Прогноз потока заказов на «зеленый лес» имеет мало общего с деталями, которые кажутся существенными тем, кто смотрит на процесс снаружи. Тот, кто успешно торгует «зеленым лесом», не должен сдавать какие-либо экзамены; таких людей отбирают по степени успешности, и красивые аргументы никакой роли тут не играют. Эволюции нарративы безразличны – они важны только для людей. Эволюции не нужно слово, обозначающее синий цвет.
Мы будем называть заблуждением «зеленого леса» ситуацию, в которой человек убежден в необходимости формального знания, в его преимуществе перед другим, не столь заметным со стороны, менее объяснимым, менее поддающимся описанию.
Мой интеллектуальный мир был разрушен до основания, когда все то, что я изучал в университете, оказалось мастерски организованным лохотроном. Произошло это так. Когда я впервые стал работать с деривативами и «волатильностью» (я специализировался на нелинейности), то сосредоточился на обменных курсах, области, которой посвятил много лет. Мне нужно было сосуществовать с трейдерами, которые занимались иностранной валютой, – они не владели специальной терминологией на моем уровне, их работа заключалась в том, чтобы покупать и продавать валюту. Обмен денег – древняя профессия со своими традициями и навыками; вспомните историю про Иисуса Христа и ростовщиков. Попав в трейдерскую среду после изысканного вуза Лиги плюща, я был потрясен тем, что мне открылось. Мы предполагаем, что торговцы валютой разбираются в экономике, геополитике, математике, будущей стоимости валют, разнице в обменных курсах между странами. Что они штудируют статьи об экономике, опубликованные в глянцевых журналах различных институтов. Мы можем воображать их как космополитов, которые по субботам ходят в оперу, не забыв надеть аскотский галстук, заставляют нервничать видавших виды сомелье и берут уроки танго по средам после обеда. И говорят на правильном английском. Если бы.

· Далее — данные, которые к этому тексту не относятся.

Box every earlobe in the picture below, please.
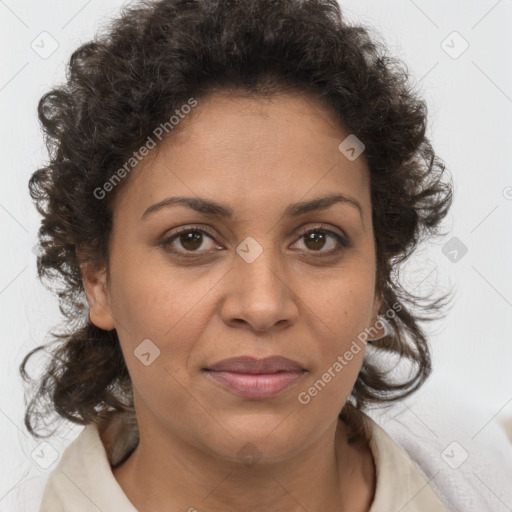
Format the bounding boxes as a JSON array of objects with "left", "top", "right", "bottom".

В первый же день на новой работе я открыл для себя поразительную реальность. В касту трейдеров в то время входили в основном итальянцы, обитавшие в Нью-Джерси и Бруклине. Это были простые, очень простые парни, которые в прошлом занимались в операционных отделах банков безналичными переводами, а когда рынок расширился, точнее, взорвался и на плавающих курсах валют стало можно зашибать большие деньги, переквалифицировались в трейдеров и стали известными в этом бизнесе. Известными и процветающими.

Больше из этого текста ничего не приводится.